Virtualization Performance

VMware Sets Performance Record with SPECweb2005 Result

Introduction

We just published the largest SPECweb2005 score to date on a 16 core server. The benchmark was run on an HP ProLiant DL585 G5 with four Quad-Core AMD 8382 OpteronTM processors.  This record score of 44,000 includes an Ecommerce component demonstrating 69,525 concurrent connections.  In the Support component, this single-host workload drove network throughput on the server to just under 16 Gb/s.

This once again proves the capabilities of the VI3 platform and its ability to service workloads with stringent Quality of Service (QoS) requirements along with a large storage and networking footprint. With continuous advancements in virtualization technology (such as hardware assist for MMU virtualization and NetQueue support for 10 Gigabit Ethernet) performance with the VI3 platform can meet the needs of the most demanding, high traffic web sites.

While record-setting performance of web servers proves the capabilities of ESX, the real story of web server virtualization is the gains due to web farm consolidation and improved flexibility. Infrastructure serving as the web front end today is designed around hundreds or even thousands of often underutilized two and four core servers.  Consolidation of these servers onto modern systems with multi-core CPUs reduces costs, simplifies management and eases power and cooling demands. Consolidating web servers makes business sense. This SPECweb2005 result from VMware has shown that the ESX Server can handle loads much more extreme than anticipated in such a consolidated environment.

The Benchmark

The SPECweb2005 benchmark consists of three workloads: Banking, Ecommerce, and Support, each with different workload characteristics representing common use cases for web servers. Each workload measures the number of simultaneous user sessions a web server can support while still meeting stringent quality-of-service and error-rate requirements. The aggregate metric reported by the SPECweb2005 benchmark is a normalized metric based on the performance scores obtained on all three workloads.

Component

Score

Explanation

Banking

80,000

Models online banking.  Represents number of customers accessing accounts at a given time that can be supported with acceptable QoS

E-commerce

69,525

Models online retail store. 69,525 is only 75 shy of the highest number reported, which required 50% more processing cores.

Support

33,000

Represents users acquiring patches and downloads from a support web site. In this test network throughput was 16Gb/s.

SPECweb2005 Score

44,000

Normalized metric from the three components.
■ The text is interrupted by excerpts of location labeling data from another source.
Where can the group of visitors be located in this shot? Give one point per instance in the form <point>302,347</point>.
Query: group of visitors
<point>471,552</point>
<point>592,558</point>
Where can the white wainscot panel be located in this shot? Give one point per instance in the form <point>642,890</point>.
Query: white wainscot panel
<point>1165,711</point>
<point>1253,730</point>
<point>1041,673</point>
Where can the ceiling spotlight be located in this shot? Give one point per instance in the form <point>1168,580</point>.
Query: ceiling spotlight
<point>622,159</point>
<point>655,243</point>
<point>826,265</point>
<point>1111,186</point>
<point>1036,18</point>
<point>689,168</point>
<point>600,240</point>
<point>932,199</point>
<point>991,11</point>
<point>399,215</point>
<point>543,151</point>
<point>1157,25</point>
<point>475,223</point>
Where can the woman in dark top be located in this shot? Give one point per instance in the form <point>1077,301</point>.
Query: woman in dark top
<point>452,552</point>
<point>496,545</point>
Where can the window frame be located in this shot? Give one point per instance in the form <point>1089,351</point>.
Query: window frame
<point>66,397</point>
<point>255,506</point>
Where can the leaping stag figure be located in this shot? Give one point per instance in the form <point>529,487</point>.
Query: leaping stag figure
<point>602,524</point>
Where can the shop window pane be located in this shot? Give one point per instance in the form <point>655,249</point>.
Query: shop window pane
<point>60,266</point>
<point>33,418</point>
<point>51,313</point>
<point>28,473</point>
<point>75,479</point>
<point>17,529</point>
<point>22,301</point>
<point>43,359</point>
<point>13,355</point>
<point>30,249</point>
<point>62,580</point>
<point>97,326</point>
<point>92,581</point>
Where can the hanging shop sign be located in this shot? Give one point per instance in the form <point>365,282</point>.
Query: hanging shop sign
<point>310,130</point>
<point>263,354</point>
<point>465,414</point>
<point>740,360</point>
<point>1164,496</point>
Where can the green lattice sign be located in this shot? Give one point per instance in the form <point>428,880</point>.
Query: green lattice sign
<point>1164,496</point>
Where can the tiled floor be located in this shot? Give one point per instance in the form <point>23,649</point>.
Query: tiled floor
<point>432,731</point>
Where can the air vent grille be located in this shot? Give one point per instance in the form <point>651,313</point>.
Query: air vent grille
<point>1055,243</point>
Table 1.Results in SPECweb2005 submission.

 

Benchmark Configuration  

Hardware

HP ProLiant DL585 G5 with four Quad-Core AMD 8382 OpteronTM processors, 128 GB RAM.

Disk subsystem

Two EMC CLARiiON CX3-40 Fibre Channel SAN arrays, total of 110 * 133GB (15K RPM) spindles 

Network

Four Intel 10 Gigabit XF SR Server Adapters

Hypervisor

ESX Server 3.5 U3

Guest Operating system

RedHat Enterprise Linux 5 Update 1

Virtual hardware

1 vCPU, 8 GB memory, vmxnet virtual network adapter

Web Server Software

Rock Web Server v1.4.7, Rock JSP/Servlet Container v1.3.2

Client Systems

30 * Dell Poweredge 1950, Dual-socket Dual-core Intel Xeon, 8 GB

Workload

SPECweb2005

Table 2.Benchmark Configuration.

Performance Details
Here’s a quick look at what was accomplished with a single ESX host using SPECweb2005 workload.
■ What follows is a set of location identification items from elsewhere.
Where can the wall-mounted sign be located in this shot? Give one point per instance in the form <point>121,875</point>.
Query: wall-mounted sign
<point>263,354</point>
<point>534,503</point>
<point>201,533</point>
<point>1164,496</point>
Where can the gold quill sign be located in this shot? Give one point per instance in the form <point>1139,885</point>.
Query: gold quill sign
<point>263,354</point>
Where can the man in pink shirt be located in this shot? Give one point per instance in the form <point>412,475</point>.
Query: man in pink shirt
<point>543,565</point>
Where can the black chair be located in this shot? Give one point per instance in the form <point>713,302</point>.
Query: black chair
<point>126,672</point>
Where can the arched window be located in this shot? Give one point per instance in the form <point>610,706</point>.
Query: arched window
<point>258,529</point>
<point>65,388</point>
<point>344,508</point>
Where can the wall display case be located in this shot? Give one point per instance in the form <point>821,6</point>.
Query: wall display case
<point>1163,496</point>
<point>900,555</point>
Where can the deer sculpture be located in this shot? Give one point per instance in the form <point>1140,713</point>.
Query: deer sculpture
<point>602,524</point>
Aggregate performance: The aggregate SPECweb2005 performance of 44,000 obtained on our 16-core virtual configuration is higher than any result ever recorded on a 16-core native system. 
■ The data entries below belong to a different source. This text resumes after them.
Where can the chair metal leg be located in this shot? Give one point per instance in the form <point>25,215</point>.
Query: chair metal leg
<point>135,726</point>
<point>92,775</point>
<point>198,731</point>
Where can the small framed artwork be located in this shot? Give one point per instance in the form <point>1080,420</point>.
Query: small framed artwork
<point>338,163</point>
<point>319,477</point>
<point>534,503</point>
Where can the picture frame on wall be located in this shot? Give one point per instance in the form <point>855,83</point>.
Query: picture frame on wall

Support performance: The support workload is the most I/O intensive of all the workloads. The file-set data used for the support workload was laid out on a little over 100 spindles and consisted of files varying in size ranging from 100 KB to 36 MB. In our test configuration, we used fifteen virtual machines that shared the underlying physical 10Gbps NICs. Together they supported over 33,000 concurrent support user sessions, and handled close to sixteen Gigabits per second web traffic on a single ESX host. 

Banking performance: This workload emulates online banking that transfers encrypted information using HTTPS. The file-set data used for the banking test was about 1.3 terabytes consisting of some eight million individual files of varied sizes. We laid out all this data in a single VMFS volume that spanned multiple LUNs. We used fifteen virtual machines that shared the same base image. Together, they supported 80,000 concurrent banking user sessions and handled 143,000 HTTP operations/second. 

Ecommerce performance: Of the three workloads, Ecommerce workload probably fits the profile of most customers. This is because unlike Banking, and Support workloads, this workload is a mixture of HTTP and HTTPS requests. The I/O characteristics fall in between Banking and Support workloads. In our test, ESX supported 69,525 concurrent Ecommerce user sessions on a 16-core server. Our result is the second highest E-commerce result ever published, which has only been bested by only another 75 sessions on a system with 50% more cores.